The Amazing Race - "Release the Brake!": At least once every season, we get a reminder that driving is one of the most important parts of the race. You can be the fastest runner, the strongest lifter, the smartest puzzle-solver, etc., but if you drive your car an hour out of the way, you can't use those skills to get back that lost time. So farewell, Bill and Cathi. You were fun, but you went the wrong way. Rating: 4 waffles
Homeland - "Crossfire": They really couldn't have telegraphed that kid's death any more than they did, huh? A rare misstep for the season. Rating: 3 soccer balls
House - "Perils of Paranoia": See what happens when you don't get vaccinated? Take that, anti-vaccine obsessors. Rating: 3 guns
Glee - "I Kissed a Girl": I'm glad Santana said what she did after Kurt and Blaine's song, because...seriously. Did they forget who they were singing to? The girls' performance of "I Kissed a Girl" in the hallway was a much better idea. Rating: 3 fraudulent ballots
Ringer - "That's What You Get for Trying to Kill Me": Was Charlie/John a really bad hitman or was Gemma just temporarily superhuman? I guess we'll never know. Also, shut up, Juliet. Rating: 4 black-eye-giving medicine cabinets
Survivor - "Cult Like": I can't say I'm sorry about Cochran being ousted. I was never a huge fan. Thought it would have been pretty awesome if everyone had just said, "Screw it" and voted out Brandon. Rating: 3 massages
America's Next Top Model - "Tyson Beckford": Laura's gone?? So sad. And there's no way Allison's going to win this. If Angelea doesn't, I'll be really surprised. Rating: 4 cans of whipped cream
Top Chef - "Don't Be Tardy for the Dinner Party": Interesting editing - Chuy was barely in this episode, yet he was the one eliminated. Likewise, Paul was barely in the episode, but he won the challenge. That's not a complaint: I like it when the results aren't telegraphed. Rating: 4 Vienna sausages
The Office - "Mrs. California": I love Maura Tierney and her adorable haircut. Almost as much as I loved Jim trying to run away. Rating: 5 shoes lost by Jim
December 4th, 2011, 9:51 p.m. - One of my favorite titles ever
"Amani, a Plan, a Canal, Panama"
December 11th, 2011, 5:42 p.m. - "O symmetry, o symmetry..."

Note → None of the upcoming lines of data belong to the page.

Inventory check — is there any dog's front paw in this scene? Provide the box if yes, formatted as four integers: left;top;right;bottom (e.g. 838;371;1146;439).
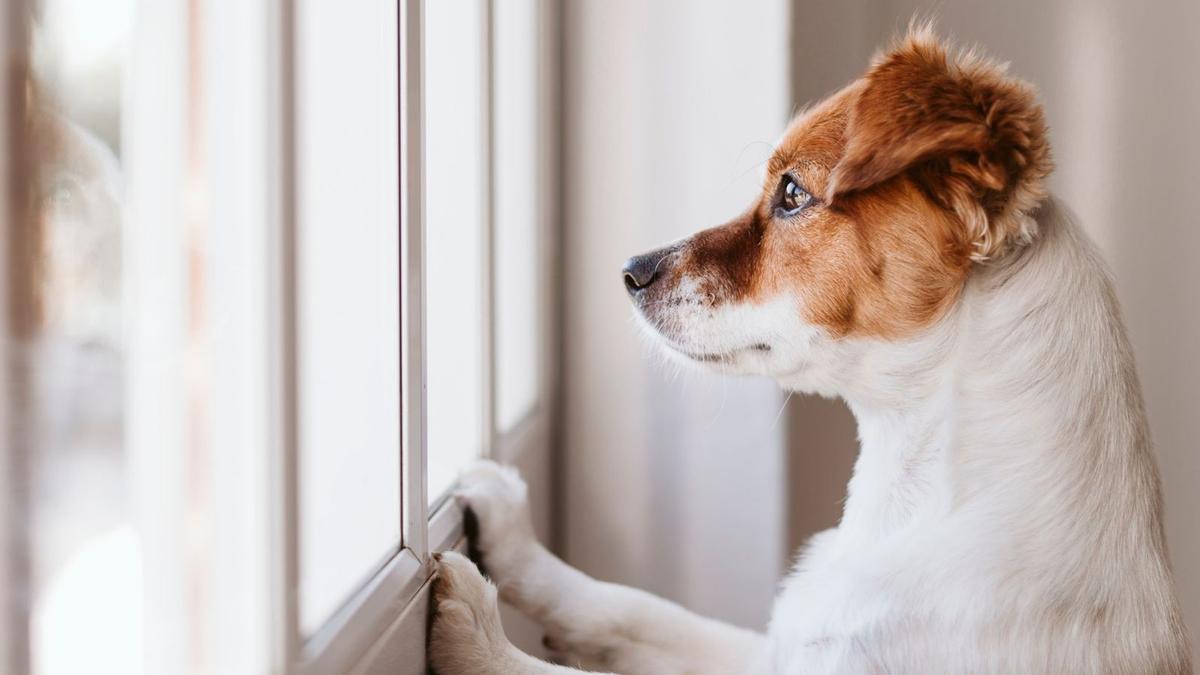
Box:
428;551;509;675
455;460;536;587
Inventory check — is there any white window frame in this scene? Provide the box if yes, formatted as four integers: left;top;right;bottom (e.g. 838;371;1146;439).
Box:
276;0;554;675
0;0;558;675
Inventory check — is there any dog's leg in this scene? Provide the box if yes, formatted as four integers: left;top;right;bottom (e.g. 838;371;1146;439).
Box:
428;551;604;675
457;462;767;675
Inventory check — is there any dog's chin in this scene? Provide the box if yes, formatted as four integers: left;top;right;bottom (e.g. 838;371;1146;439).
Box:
637;312;772;375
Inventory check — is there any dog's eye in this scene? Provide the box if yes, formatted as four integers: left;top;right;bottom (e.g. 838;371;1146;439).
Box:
779;175;812;215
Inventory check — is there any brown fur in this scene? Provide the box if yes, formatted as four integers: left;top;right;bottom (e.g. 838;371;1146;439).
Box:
670;29;1051;338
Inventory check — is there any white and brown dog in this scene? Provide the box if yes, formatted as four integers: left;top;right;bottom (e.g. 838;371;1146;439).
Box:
430;29;1190;675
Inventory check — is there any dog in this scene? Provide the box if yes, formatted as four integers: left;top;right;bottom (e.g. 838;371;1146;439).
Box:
428;26;1192;675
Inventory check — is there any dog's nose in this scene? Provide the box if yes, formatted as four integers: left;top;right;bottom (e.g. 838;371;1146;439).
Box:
620;249;671;295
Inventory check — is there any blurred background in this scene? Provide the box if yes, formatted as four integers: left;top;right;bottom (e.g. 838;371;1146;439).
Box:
0;0;1200;674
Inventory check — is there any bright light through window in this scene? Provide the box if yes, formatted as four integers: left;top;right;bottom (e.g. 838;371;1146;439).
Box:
425;0;487;502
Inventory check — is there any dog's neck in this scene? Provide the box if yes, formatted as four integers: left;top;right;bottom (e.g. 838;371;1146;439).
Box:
816;194;1159;540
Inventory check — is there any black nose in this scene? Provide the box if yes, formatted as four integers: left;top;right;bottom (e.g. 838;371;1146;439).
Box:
620;249;674;295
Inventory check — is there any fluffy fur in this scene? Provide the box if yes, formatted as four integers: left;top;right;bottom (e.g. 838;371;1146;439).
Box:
432;30;1190;675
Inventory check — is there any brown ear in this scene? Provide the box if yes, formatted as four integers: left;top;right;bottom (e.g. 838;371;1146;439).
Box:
826;28;1052;259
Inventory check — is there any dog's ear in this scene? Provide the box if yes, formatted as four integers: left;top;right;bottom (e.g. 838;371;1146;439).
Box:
826;26;1052;259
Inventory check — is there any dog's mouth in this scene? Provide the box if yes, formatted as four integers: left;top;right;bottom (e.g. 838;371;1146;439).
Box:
664;340;770;364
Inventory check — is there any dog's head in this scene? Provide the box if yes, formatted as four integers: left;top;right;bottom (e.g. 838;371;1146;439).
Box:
623;29;1051;389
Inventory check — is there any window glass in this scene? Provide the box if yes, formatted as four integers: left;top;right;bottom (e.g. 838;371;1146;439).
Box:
493;0;547;432
295;0;401;634
27;0;143;674
425;0;487;502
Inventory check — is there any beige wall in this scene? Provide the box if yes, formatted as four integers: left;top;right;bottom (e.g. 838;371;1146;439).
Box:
788;0;1200;661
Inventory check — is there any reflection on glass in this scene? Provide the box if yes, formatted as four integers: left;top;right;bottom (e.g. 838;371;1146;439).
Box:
27;0;142;674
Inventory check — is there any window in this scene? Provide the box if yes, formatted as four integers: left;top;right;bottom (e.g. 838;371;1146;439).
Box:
425;0;491;502
0;0;553;674
294;0;401;634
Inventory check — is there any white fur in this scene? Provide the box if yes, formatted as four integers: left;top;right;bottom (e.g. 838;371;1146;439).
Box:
434;199;1190;675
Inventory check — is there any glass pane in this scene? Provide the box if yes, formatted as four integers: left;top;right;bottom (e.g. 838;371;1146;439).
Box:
296;0;401;633
26;0;143;674
425;0;487;502
493;0;544;432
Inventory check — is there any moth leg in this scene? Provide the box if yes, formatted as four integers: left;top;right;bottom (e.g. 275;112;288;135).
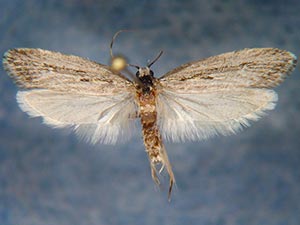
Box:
159;145;175;201
150;162;160;186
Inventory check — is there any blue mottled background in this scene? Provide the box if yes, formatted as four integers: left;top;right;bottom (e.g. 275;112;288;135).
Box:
0;0;300;225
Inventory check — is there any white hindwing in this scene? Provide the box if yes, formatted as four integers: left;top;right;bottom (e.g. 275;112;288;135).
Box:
157;48;296;141
17;90;137;144
157;89;277;142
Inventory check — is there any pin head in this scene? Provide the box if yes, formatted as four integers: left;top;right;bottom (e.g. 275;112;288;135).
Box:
111;56;127;72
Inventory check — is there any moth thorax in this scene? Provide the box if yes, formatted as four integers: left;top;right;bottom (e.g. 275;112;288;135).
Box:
136;67;154;89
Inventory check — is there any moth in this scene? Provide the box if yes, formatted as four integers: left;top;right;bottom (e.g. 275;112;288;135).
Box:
3;32;297;199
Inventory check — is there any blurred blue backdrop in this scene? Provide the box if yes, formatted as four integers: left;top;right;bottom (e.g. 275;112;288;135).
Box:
0;0;300;225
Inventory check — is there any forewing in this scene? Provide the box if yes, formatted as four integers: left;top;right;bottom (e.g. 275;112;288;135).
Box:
3;49;137;144
158;48;296;141
3;48;132;95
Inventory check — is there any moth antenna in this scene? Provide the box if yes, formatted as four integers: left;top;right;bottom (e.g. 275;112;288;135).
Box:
147;50;163;68
127;63;140;69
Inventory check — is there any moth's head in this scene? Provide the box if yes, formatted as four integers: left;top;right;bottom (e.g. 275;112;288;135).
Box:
135;66;154;79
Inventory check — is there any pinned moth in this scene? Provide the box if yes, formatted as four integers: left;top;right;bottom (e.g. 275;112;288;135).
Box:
3;32;297;199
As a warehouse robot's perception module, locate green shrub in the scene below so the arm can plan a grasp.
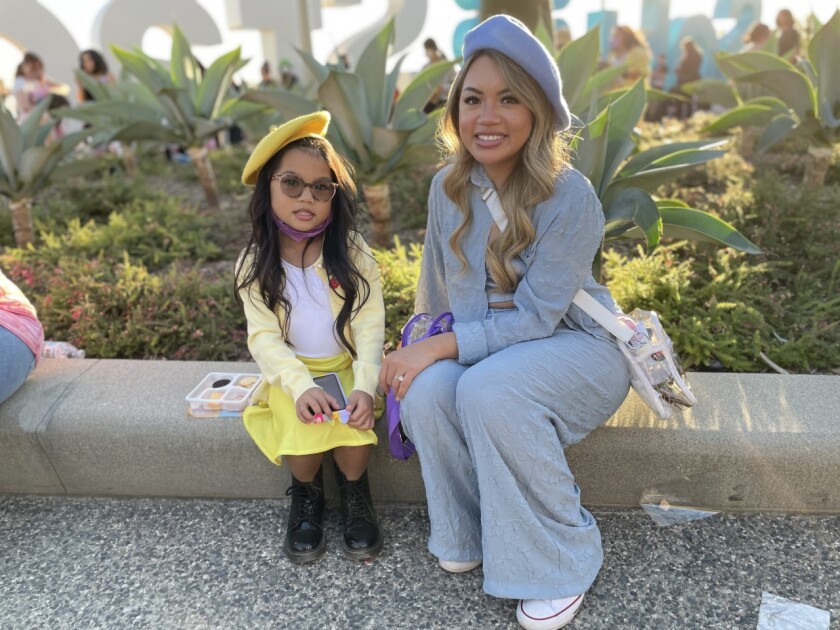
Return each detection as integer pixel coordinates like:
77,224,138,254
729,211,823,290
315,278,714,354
34,168,167,232
375,238,423,349
7,198,219,269
604,245,771,372
208,145,252,196
0,256,248,361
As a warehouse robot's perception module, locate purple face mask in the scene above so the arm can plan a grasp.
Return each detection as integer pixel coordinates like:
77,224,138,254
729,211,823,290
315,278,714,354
271,212,332,243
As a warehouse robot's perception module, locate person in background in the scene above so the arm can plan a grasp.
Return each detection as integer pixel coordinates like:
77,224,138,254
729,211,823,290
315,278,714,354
379,15,630,630
608,25,652,88
423,37,455,114
236,111,385,562
554,26,572,53
673,37,703,118
76,49,116,103
0,270,44,404
12,52,66,122
650,53,668,90
739,22,771,52
257,61,277,89
776,9,800,59
280,59,299,90
645,53,668,122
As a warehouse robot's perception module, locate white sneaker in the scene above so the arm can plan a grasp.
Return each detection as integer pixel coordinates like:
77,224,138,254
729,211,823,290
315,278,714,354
516,595,583,630
440,560,481,573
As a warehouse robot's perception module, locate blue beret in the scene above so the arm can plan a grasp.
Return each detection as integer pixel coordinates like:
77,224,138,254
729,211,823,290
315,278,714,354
463,15,569,130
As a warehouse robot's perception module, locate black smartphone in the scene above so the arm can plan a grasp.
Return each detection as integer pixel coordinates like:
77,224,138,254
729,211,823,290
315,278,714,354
312,372,347,409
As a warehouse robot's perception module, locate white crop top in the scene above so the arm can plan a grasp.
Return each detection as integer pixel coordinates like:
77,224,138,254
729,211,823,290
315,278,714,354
283,260,344,359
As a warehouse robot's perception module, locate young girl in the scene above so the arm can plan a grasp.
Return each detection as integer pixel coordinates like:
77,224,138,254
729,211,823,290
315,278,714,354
380,15,630,630
236,112,385,562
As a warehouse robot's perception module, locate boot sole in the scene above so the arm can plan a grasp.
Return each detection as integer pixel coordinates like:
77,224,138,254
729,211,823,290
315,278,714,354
283,536,327,564
341,532,384,560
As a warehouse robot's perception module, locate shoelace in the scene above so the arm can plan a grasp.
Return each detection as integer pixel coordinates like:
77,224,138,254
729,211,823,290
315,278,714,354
344,482,370,523
286,484,321,529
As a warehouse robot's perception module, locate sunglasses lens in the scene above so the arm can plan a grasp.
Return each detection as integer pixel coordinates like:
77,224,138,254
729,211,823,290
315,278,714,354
280,177,303,197
312,179,335,201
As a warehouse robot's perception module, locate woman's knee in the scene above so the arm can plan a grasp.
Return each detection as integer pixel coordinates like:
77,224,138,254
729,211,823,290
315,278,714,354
455,363,519,426
400,360,466,433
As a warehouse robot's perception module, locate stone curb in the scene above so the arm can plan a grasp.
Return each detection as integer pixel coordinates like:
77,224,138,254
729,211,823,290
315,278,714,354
0,359,840,513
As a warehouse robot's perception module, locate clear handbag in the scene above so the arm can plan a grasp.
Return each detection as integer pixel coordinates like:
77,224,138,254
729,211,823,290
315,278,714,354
481,188,697,420
573,290,697,420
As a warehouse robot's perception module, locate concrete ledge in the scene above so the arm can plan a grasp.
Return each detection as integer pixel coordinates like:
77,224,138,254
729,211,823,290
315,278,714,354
0,360,840,513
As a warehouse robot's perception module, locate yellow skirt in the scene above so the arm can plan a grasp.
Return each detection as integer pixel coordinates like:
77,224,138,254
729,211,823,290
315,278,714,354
242,352,377,466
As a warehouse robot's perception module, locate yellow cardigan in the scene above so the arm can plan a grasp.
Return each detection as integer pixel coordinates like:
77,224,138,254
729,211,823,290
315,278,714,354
236,233,385,404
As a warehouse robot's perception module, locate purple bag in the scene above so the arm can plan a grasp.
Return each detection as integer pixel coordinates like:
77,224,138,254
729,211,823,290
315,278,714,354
385,313,454,459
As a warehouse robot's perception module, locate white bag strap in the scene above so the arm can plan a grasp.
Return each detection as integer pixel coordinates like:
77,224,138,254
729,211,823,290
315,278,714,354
481,188,635,343
481,188,507,232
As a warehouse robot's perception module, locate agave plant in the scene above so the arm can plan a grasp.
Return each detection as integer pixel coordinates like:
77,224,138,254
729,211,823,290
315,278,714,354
0,99,96,247
65,26,263,210
571,82,761,277
708,11,840,185
242,20,453,247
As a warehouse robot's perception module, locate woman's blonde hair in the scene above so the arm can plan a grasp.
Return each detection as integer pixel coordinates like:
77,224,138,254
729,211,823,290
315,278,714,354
438,49,569,292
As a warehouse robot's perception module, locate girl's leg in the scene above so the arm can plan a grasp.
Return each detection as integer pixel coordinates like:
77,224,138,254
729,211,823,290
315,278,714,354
284,453,327,563
457,331,629,599
400,359,482,563
333,444,370,481
283,453,324,482
333,444,382,560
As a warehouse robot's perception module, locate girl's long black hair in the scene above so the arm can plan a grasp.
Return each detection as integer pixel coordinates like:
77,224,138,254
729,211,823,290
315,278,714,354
234,137,370,358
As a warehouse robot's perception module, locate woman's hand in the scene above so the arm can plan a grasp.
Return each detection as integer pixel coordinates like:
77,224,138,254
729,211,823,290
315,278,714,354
295,387,339,424
347,389,374,431
379,333,458,400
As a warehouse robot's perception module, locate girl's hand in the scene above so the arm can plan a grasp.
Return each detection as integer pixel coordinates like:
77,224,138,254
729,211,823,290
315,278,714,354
379,333,458,400
295,387,338,424
347,389,374,431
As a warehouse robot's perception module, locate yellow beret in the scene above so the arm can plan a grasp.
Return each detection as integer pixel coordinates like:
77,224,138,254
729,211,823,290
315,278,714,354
242,111,330,186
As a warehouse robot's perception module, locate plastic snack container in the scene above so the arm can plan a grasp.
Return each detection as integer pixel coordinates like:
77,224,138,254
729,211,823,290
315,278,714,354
187,372,262,412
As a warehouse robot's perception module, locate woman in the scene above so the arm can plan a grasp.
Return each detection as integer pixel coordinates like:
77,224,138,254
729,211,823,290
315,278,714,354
12,52,61,122
609,26,651,88
738,22,772,52
674,37,703,118
380,16,629,629
776,9,800,61
76,49,115,103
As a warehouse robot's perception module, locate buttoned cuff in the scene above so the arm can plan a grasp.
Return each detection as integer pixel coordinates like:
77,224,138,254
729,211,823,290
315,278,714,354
353,361,379,398
452,322,489,365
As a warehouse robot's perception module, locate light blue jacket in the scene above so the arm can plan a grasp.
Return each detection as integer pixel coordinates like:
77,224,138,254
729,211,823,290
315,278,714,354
415,165,621,365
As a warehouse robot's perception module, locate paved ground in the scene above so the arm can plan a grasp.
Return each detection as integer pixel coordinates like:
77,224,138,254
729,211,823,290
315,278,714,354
0,496,840,630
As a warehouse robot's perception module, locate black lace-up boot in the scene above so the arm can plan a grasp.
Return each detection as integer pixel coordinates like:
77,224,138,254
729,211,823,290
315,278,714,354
335,466,382,560
285,468,327,562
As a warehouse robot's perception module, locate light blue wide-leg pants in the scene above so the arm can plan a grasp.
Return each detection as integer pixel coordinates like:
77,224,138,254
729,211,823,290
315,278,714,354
401,329,629,599
0,326,35,403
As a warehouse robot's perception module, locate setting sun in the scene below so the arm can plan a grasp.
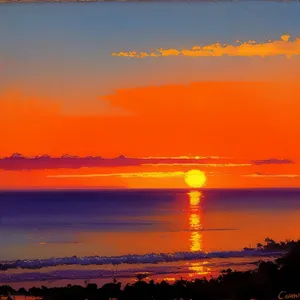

The Amazing Race - "We Are Charlie Chaplin": I definitely didn't see Andy and Tommy's elimination coming. It just shows again that driving the wrong way can really screw things up. I predict Cindy and Ernie will win, but I'm rooting for Amani and Marcus. Rating: 4 non-tattoo tattoos
Homeland - "Representative Brody": Just two more episodes! I have no idea where things are going. I have a feeling Carrie will go into the next season still not knowing that Brody can't be trusted. Or she'll suspect that's true and will go back to being the only one who thinks so while Brody's a hero. Whatever happens, I'm really glad I started watching this show. Rating: 4 briefcase bombs
How I Met Your Mother - "Symphony of Illumination": Oh, whatever. Stop messing with us, show. Rating: 3 light shows set to "Highway to Hell"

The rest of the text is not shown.